The chosen policies encourage production, with the result that domestically produced food is available and agricultural activity is maintained over the entire country. However, they also make food significantly more expensive for consumers. Moreover, high support levels encourage current production decisions, providing a disincentive to innovation, and raise input prices for downstream industries, impeding the generation of value added. They also lead to increased environment stress while raising total GHG emissions. While productivity growth in Norway has been higher than the OECD average, it has been achieved via labour-saving technologies that elevate the input intensity of production and contribute to environmental pressures.

In sum, Norway achieves its first two objectives, but at the cost of the latter two. Alternative policy approaches can ensure food security and some geographical presence of agriculture, without stimulating additional production and imposing negative effects on sustainability and the generation of value added in the food sector. This study proposes such a new policy approach that would enable Norway to improve the productivity, sustainability and resilience of its agricultural sector, and achieve a balance across its multiple objectives. This approach has four main features: an increased responsiveness to markets to position the sector to better meet the needs of consumers and position it to improve its sustainability and innovation; a new approach to maintaining the regional presence of agriculture that gives more flexibility to farmers; a strengthened focus on agri-environmental outcomes; and an upgrade of the agricultural innovation system with a greater role for the private sector. Specifically:

  • Gradually reduce border protection and commodity-specific support in a predictable way to allow markets play their role in allocating production resources and responding to innovation demands. Transition co-operatives away from their market regulation role.

  • Clarify the meaning and value of agricultural land use in different regions to better orient policies and innovation incentives, and to measure success.

  • Make use of targeted support that is not connected to production to provide income support and complementary incentives to maintain land in agriculture, and improve environmental performance.

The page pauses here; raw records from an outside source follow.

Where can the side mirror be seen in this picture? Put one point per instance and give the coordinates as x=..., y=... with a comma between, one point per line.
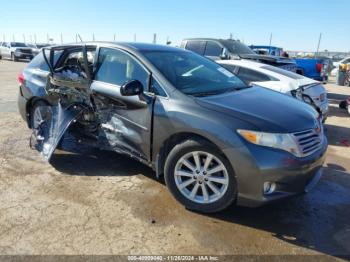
x=131, y=88
x=225, y=54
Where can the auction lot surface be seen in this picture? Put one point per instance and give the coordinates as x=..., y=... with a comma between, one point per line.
x=104, y=203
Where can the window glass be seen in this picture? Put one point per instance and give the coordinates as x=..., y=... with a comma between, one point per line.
x=39, y=62
x=249, y=76
x=117, y=67
x=230, y=68
x=157, y=89
x=196, y=46
x=213, y=49
x=193, y=74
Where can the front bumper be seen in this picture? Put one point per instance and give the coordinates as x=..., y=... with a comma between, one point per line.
x=258, y=165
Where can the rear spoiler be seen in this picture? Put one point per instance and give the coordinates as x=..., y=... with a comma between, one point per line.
x=50, y=60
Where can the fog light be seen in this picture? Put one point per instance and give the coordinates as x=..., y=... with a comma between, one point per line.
x=269, y=188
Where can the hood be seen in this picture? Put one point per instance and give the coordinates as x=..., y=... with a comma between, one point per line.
x=287, y=86
x=268, y=58
x=268, y=110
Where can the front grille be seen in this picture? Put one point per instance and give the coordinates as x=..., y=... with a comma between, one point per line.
x=26, y=51
x=310, y=141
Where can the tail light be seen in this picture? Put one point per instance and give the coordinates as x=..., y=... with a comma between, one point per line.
x=21, y=78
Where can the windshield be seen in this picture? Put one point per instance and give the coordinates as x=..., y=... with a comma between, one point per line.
x=16, y=44
x=236, y=47
x=193, y=74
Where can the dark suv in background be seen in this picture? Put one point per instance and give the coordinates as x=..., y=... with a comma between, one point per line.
x=215, y=139
x=225, y=49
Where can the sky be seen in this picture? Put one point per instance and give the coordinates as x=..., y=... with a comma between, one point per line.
x=294, y=24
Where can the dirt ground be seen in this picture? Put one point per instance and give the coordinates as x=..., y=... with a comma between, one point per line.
x=104, y=203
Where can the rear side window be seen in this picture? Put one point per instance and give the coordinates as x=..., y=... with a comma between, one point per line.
x=196, y=46
x=40, y=63
x=117, y=67
x=249, y=75
x=213, y=49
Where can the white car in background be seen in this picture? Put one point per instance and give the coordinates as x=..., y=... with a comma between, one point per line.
x=289, y=83
x=336, y=65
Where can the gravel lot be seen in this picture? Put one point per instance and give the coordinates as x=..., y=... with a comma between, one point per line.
x=103, y=203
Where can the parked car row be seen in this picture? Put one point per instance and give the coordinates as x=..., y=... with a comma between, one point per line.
x=317, y=68
x=16, y=50
x=216, y=139
x=272, y=72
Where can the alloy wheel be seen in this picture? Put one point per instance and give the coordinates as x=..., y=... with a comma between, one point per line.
x=201, y=177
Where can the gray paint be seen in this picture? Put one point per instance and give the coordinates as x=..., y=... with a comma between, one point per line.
x=140, y=125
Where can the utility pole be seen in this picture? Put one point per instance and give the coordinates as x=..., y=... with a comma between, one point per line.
x=168, y=42
x=319, y=43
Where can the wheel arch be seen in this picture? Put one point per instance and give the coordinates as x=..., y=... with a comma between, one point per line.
x=30, y=103
x=172, y=141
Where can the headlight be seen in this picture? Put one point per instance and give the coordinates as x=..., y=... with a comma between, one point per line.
x=285, y=142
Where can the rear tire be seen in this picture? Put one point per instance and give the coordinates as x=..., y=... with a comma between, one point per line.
x=193, y=162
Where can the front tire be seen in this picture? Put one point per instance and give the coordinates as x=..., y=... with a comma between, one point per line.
x=200, y=177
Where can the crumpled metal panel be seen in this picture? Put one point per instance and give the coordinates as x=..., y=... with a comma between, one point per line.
x=46, y=137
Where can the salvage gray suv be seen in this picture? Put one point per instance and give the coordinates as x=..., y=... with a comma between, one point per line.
x=216, y=140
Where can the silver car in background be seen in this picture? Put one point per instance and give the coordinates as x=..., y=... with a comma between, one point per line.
x=277, y=79
x=15, y=51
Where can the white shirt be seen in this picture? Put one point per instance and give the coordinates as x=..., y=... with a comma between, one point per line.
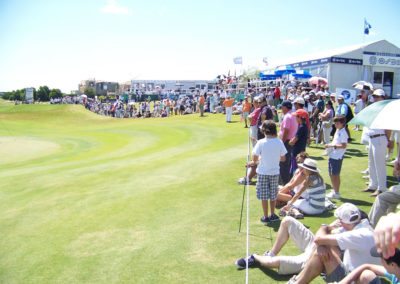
x=270, y=151
x=358, y=106
x=340, y=137
x=357, y=244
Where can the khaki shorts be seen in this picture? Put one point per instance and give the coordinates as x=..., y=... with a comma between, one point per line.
x=304, y=240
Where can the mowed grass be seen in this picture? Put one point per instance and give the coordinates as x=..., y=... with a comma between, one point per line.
x=91, y=199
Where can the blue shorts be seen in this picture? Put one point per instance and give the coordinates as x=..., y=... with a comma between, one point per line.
x=267, y=187
x=335, y=166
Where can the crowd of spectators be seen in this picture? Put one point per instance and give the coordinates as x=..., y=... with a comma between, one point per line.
x=354, y=247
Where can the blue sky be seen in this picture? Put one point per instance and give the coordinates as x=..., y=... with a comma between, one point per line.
x=59, y=43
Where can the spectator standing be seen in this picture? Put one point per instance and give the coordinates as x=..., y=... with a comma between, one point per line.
x=336, y=151
x=379, y=140
x=201, y=104
x=246, y=110
x=358, y=106
x=267, y=153
x=327, y=120
x=228, y=103
x=265, y=114
x=253, y=117
x=287, y=131
x=299, y=141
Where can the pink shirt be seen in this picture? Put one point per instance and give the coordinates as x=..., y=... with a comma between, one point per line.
x=254, y=116
x=289, y=122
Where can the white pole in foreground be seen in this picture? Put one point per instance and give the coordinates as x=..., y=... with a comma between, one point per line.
x=247, y=212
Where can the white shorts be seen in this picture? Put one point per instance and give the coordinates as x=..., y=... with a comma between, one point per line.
x=304, y=240
x=253, y=132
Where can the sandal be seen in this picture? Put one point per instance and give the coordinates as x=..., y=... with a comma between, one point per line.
x=296, y=214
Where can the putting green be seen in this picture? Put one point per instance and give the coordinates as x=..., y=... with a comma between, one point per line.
x=92, y=199
x=22, y=149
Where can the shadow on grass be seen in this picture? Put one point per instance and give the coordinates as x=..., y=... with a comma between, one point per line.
x=274, y=275
x=355, y=152
x=357, y=202
x=317, y=158
x=274, y=225
x=258, y=236
x=391, y=181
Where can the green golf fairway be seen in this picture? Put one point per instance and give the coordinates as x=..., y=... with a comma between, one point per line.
x=92, y=199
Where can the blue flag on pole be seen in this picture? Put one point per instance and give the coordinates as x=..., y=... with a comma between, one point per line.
x=237, y=60
x=367, y=26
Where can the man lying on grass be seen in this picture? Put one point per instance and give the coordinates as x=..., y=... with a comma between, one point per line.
x=369, y=273
x=351, y=233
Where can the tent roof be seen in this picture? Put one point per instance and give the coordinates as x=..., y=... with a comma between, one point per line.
x=353, y=51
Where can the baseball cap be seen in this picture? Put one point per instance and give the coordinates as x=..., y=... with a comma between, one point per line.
x=348, y=213
x=301, y=113
x=394, y=258
x=379, y=92
x=299, y=100
x=287, y=104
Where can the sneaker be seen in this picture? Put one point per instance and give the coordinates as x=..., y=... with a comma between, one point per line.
x=292, y=280
x=241, y=262
x=265, y=220
x=269, y=253
x=333, y=195
x=274, y=218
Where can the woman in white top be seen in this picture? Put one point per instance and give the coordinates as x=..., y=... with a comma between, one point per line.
x=327, y=120
x=314, y=185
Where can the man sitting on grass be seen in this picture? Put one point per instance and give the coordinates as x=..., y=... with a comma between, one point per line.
x=355, y=238
x=351, y=232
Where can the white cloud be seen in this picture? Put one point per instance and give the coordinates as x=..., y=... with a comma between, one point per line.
x=112, y=7
x=295, y=42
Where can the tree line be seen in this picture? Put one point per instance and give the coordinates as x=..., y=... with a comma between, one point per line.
x=43, y=94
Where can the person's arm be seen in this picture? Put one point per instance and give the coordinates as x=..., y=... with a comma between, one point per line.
x=296, y=196
x=388, y=134
x=356, y=273
x=336, y=146
x=293, y=141
x=387, y=234
x=285, y=132
x=296, y=180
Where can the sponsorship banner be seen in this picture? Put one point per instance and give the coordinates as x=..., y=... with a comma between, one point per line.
x=29, y=94
x=238, y=60
x=381, y=59
x=348, y=94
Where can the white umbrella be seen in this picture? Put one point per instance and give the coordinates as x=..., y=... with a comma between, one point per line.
x=380, y=115
x=363, y=85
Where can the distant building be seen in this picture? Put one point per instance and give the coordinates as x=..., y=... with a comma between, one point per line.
x=178, y=86
x=107, y=88
x=87, y=84
x=377, y=62
x=100, y=88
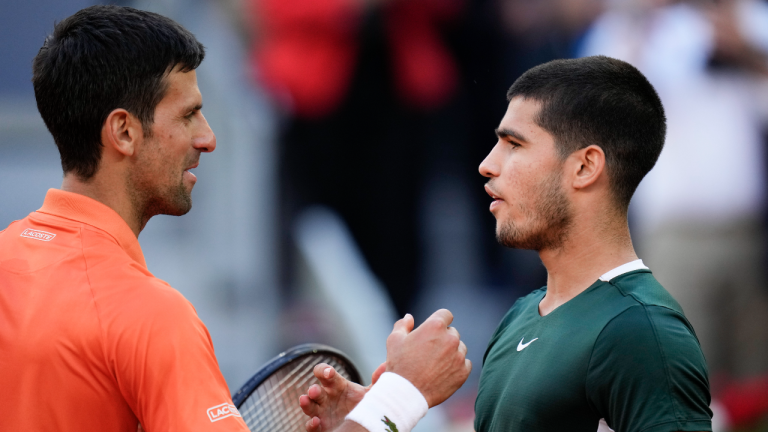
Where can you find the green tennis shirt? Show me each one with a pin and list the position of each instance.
(622, 350)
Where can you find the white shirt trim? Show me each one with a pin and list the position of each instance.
(624, 268)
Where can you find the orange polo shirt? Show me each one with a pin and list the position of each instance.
(90, 340)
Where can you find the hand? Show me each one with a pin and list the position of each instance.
(432, 357)
(328, 403)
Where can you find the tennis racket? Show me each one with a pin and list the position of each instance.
(269, 401)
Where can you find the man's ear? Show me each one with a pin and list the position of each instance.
(588, 164)
(122, 132)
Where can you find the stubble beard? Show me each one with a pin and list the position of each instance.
(550, 218)
(149, 199)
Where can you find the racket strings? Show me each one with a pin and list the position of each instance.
(270, 410)
(274, 406)
(280, 411)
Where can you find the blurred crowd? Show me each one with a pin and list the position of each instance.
(365, 121)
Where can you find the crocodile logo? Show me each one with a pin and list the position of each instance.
(391, 426)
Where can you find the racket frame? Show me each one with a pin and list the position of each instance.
(286, 357)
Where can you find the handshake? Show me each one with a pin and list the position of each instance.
(424, 367)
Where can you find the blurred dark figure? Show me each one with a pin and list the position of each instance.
(363, 84)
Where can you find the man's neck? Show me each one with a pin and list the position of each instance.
(586, 254)
(107, 193)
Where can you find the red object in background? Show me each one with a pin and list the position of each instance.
(425, 73)
(745, 401)
(308, 49)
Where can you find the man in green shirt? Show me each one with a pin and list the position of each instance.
(603, 340)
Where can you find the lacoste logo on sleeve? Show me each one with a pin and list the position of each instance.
(521, 346)
(38, 235)
(220, 412)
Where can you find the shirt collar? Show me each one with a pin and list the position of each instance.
(624, 268)
(87, 210)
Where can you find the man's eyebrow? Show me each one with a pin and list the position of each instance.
(509, 133)
(196, 107)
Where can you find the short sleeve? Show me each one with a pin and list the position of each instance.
(647, 373)
(164, 363)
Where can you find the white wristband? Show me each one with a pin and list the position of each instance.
(393, 404)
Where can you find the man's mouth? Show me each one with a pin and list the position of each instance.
(190, 173)
(497, 200)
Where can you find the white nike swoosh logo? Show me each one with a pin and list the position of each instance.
(521, 346)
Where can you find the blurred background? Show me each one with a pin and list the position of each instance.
(344, 190)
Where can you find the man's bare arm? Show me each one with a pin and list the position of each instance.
(432, 358)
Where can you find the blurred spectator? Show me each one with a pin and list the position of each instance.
(700, 212)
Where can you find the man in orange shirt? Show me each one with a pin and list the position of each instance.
(90, 340)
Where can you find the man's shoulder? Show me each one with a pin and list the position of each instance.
(643, 288)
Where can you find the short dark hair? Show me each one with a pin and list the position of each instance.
(100, 59)
(603, 101)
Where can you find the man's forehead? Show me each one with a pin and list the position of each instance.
(182, 88)
(521, 116)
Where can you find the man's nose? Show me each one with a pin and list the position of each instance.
(489, 167)
(206, 141)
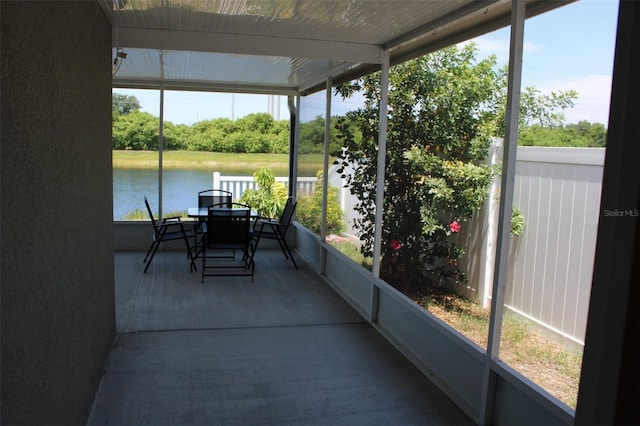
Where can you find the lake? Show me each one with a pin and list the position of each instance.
(179, 187)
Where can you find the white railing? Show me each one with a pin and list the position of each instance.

  • Reduce net GHG emissions from agriculture by restructuring support and treating the sector similarly to other sectors in the economy.

  • Direct policies towards sustainability priorities, for example, by increasing the share of payments conditional on adopting specific farming practices for environmental reasons beyond the current share of 15% of total support to producers.

  • Promote the development of environmental plans at the farm level and develop a system to monitor the agri-environmental performance of farms.

  • Introduce voluntary risk-management programmes to help farmers actively manage their business risk.

  • Strengthen cross-sectoral innovation priorities and the strategic roles of the Research Council of Norway and Innovation Norway in the Agricultural innovation system. Assure the independence of agricultural research institutes under the Ministry for Agriculture and Food (LMD) and strengthen cross-sectoral collaboration.

  • Building on existing agricultural innovation funds, enhance the incentives to match together public and private resources and to respond to business and social demands.

In order to achieve these objectives, Norway could explore wider stakeholder engagement in policymaking. The annual negotiation between government and farmer representatives should be reviewed to ensure it is well suited to current and emerging policy objectives. A multiyear framework agreement and the participation of a wider range of stakeholders could contribute to strengthened performance with respect to environmental and social objectives.